The study, conducted by the research company Medix UK PLC and released Tuesday, was commissioned by several publications, including the Guardian and the Financial Times.

Medix has conducted six surveys since 2003 gauging physicians sentiment toward the IT program.

The research company reported that 1,329 doctors responded. The survey noted among its findings that two years ago, 56 percent of general practitioners and 75 percent of other doctors were fairly enthusiastic about Department of Health’s National Program for IT (NPfIT). Those figures, according to the latest survey, have dropped to 26 and 45 percent, respectively.

Only 38 percent of general practitioners now agree that the IT program is an important priority, down from 67 percent three years ago, the study said.

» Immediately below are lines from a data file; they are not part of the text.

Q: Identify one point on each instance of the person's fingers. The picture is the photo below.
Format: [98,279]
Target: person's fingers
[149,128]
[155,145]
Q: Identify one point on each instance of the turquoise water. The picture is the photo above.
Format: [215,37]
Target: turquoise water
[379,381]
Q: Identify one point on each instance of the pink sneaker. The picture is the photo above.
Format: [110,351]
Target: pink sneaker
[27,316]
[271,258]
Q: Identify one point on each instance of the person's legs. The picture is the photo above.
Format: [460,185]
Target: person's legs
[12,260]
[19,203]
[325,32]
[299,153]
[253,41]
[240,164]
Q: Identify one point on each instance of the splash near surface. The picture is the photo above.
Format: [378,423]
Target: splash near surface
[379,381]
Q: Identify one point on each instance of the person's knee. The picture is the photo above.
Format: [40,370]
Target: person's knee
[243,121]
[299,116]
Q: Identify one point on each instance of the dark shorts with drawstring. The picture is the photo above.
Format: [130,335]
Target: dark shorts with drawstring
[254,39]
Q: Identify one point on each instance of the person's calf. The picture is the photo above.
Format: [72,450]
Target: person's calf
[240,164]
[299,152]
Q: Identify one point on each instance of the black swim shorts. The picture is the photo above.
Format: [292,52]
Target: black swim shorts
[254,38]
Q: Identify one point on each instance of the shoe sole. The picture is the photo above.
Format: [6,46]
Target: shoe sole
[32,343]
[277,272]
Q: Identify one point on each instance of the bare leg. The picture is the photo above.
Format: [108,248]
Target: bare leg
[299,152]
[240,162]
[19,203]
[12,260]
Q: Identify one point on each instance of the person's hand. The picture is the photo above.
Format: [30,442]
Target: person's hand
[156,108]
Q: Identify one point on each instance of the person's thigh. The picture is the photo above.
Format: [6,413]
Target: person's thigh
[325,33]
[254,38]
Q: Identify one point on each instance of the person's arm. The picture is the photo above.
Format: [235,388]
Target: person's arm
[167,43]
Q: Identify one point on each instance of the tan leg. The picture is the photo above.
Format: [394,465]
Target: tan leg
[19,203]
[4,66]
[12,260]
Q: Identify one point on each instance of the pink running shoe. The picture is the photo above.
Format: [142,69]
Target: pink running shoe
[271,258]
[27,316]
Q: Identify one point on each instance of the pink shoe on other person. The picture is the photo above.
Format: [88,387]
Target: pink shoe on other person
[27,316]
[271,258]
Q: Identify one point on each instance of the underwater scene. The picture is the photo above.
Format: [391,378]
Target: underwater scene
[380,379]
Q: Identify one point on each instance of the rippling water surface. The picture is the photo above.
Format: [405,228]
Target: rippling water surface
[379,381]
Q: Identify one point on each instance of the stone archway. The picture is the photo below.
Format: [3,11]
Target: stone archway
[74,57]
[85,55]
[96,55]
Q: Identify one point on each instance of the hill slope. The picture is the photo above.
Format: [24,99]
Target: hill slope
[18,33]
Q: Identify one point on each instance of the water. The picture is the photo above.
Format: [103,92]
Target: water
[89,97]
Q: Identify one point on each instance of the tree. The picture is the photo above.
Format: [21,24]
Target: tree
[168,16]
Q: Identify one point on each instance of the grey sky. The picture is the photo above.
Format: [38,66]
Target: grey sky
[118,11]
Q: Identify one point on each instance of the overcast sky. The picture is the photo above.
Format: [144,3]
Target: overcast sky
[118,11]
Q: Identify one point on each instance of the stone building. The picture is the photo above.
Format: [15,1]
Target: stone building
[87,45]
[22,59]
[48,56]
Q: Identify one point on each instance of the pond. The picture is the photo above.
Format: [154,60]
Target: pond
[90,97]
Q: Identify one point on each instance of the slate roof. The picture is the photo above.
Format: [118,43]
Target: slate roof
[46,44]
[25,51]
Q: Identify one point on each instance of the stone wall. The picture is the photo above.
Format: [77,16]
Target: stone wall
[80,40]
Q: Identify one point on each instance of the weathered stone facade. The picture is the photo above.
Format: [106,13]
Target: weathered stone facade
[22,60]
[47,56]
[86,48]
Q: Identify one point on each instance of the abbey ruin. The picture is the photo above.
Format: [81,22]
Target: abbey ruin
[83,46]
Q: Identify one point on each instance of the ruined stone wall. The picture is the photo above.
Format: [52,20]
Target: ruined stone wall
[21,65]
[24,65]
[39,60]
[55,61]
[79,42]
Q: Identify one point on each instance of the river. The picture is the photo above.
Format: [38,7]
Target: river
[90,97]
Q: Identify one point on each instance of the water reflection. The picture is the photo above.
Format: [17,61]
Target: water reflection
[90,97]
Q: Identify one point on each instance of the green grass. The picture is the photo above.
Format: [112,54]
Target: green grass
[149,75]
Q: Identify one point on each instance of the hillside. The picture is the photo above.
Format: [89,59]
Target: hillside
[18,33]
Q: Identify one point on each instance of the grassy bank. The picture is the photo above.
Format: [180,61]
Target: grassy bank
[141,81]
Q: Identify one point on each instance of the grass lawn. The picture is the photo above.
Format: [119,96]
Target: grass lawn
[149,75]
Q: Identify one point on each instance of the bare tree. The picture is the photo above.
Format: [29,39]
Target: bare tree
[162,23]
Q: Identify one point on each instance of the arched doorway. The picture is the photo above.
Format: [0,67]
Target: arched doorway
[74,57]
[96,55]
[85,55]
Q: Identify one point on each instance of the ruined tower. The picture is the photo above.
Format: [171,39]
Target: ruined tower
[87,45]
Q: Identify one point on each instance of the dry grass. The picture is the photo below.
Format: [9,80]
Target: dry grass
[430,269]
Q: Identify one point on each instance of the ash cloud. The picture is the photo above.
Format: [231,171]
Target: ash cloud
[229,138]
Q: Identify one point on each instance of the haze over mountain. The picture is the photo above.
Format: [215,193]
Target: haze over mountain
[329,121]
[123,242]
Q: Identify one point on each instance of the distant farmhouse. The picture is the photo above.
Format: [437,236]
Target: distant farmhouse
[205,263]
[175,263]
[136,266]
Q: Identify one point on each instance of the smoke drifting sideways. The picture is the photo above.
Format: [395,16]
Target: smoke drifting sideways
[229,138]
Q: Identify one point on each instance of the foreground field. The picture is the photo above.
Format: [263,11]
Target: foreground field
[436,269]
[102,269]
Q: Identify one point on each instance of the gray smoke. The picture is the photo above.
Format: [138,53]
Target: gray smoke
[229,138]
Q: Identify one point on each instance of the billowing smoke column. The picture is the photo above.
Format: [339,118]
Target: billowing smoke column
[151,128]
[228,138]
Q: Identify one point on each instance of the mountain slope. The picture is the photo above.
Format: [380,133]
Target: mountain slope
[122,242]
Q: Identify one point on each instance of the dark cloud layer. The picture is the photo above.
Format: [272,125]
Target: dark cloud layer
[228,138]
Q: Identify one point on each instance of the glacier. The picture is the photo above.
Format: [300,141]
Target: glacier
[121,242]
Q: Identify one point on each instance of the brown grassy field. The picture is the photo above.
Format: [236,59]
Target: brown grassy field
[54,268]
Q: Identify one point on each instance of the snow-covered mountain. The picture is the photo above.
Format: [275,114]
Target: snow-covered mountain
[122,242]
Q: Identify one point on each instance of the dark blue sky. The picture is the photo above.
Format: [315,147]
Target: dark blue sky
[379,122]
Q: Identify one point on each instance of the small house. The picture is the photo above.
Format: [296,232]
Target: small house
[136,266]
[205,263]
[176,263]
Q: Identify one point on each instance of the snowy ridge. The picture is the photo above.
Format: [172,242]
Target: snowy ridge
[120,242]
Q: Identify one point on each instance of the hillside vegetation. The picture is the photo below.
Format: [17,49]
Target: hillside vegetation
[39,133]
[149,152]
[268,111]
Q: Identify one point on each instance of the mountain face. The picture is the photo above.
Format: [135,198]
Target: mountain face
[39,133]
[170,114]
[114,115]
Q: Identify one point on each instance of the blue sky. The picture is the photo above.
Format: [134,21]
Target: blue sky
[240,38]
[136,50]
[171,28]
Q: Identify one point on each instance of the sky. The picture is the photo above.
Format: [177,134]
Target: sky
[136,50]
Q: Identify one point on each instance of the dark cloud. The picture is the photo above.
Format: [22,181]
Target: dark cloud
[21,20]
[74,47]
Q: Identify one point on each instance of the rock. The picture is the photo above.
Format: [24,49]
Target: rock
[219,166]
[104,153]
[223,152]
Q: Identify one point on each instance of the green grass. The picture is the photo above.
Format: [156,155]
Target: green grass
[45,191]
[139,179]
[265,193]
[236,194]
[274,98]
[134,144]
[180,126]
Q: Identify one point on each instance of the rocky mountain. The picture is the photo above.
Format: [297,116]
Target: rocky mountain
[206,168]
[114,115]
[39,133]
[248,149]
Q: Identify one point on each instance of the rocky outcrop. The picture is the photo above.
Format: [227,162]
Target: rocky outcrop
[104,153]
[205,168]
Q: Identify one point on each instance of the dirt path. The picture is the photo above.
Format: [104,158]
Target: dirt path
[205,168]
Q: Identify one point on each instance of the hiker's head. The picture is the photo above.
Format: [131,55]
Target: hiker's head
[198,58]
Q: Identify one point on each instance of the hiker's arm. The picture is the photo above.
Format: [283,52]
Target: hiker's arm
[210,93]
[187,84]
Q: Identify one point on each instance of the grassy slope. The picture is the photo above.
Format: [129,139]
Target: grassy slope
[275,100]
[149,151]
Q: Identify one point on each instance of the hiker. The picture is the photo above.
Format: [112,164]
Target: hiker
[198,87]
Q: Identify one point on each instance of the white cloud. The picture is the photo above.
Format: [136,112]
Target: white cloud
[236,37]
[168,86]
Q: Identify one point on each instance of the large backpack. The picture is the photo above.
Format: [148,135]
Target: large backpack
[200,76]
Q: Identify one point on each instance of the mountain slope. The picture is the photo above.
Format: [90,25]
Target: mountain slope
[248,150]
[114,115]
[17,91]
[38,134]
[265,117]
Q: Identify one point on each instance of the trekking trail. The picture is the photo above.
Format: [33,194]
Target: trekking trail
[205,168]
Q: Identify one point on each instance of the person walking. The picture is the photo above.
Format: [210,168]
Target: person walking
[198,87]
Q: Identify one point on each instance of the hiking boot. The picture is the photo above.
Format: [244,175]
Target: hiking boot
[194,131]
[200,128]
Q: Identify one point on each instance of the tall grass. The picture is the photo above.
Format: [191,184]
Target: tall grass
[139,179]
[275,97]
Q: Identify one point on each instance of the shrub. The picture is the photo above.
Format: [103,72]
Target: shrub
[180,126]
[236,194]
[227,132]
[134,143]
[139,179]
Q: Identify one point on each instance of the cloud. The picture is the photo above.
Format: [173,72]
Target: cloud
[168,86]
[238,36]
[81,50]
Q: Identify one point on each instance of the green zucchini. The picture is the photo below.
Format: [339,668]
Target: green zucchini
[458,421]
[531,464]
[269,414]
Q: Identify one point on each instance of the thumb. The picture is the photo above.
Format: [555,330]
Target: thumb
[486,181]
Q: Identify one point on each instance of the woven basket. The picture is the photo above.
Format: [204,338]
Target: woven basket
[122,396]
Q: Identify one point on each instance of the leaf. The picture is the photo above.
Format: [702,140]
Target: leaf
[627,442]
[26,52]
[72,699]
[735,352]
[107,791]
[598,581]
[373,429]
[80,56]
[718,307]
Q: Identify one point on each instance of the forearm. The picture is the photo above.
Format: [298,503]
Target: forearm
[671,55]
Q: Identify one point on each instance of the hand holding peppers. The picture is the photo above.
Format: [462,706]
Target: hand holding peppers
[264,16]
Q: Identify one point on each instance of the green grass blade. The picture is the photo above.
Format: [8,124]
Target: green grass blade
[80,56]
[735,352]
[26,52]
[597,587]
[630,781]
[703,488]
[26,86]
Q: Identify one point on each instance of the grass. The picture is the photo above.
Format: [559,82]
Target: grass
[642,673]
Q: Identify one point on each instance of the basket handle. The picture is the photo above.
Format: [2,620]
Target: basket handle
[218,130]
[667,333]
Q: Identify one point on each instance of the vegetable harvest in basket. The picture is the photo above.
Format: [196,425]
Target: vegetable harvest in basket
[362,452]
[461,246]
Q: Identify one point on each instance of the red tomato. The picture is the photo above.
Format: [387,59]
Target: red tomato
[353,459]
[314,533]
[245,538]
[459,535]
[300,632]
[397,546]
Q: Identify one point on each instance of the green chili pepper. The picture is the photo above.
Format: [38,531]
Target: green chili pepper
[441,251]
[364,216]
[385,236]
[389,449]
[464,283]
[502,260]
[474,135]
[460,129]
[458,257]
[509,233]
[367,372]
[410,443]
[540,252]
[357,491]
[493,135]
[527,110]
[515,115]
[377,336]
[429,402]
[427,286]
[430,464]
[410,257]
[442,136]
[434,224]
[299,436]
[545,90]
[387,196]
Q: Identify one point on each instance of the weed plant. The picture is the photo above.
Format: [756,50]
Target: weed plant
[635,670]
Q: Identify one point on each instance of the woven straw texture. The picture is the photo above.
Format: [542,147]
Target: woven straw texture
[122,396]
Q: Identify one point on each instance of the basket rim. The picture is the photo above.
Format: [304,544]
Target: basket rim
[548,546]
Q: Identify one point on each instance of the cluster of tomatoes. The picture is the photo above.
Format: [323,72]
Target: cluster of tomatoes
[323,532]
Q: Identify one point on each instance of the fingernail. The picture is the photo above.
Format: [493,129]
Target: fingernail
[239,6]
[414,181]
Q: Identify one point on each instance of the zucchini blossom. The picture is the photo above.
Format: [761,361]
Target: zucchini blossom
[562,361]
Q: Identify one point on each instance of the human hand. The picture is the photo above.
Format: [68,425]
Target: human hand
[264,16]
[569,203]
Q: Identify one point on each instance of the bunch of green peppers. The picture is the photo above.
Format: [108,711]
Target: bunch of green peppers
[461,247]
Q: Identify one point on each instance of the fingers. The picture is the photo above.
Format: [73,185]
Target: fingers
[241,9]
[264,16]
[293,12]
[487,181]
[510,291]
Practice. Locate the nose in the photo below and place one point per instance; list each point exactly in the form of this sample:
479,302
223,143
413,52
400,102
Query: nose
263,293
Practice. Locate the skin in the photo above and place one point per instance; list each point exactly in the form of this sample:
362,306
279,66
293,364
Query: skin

In a statement on its Web site, the NHS said Medix inevitably picked out the most negative items in its overview. The agency said it has been strengthening links with professional bodies through clinical advisory groups and attends conferences to increase communication on its initiatives.

The NHS said there is usually a “dip in confidence” in new IT programs, but confidence rises with familiarity. The agency noted parts of the survey were also positive, such as the view of 59 percent of general practitioners and 66 percent of hospital doctors that clinical care will be significantly improved by NPfIT.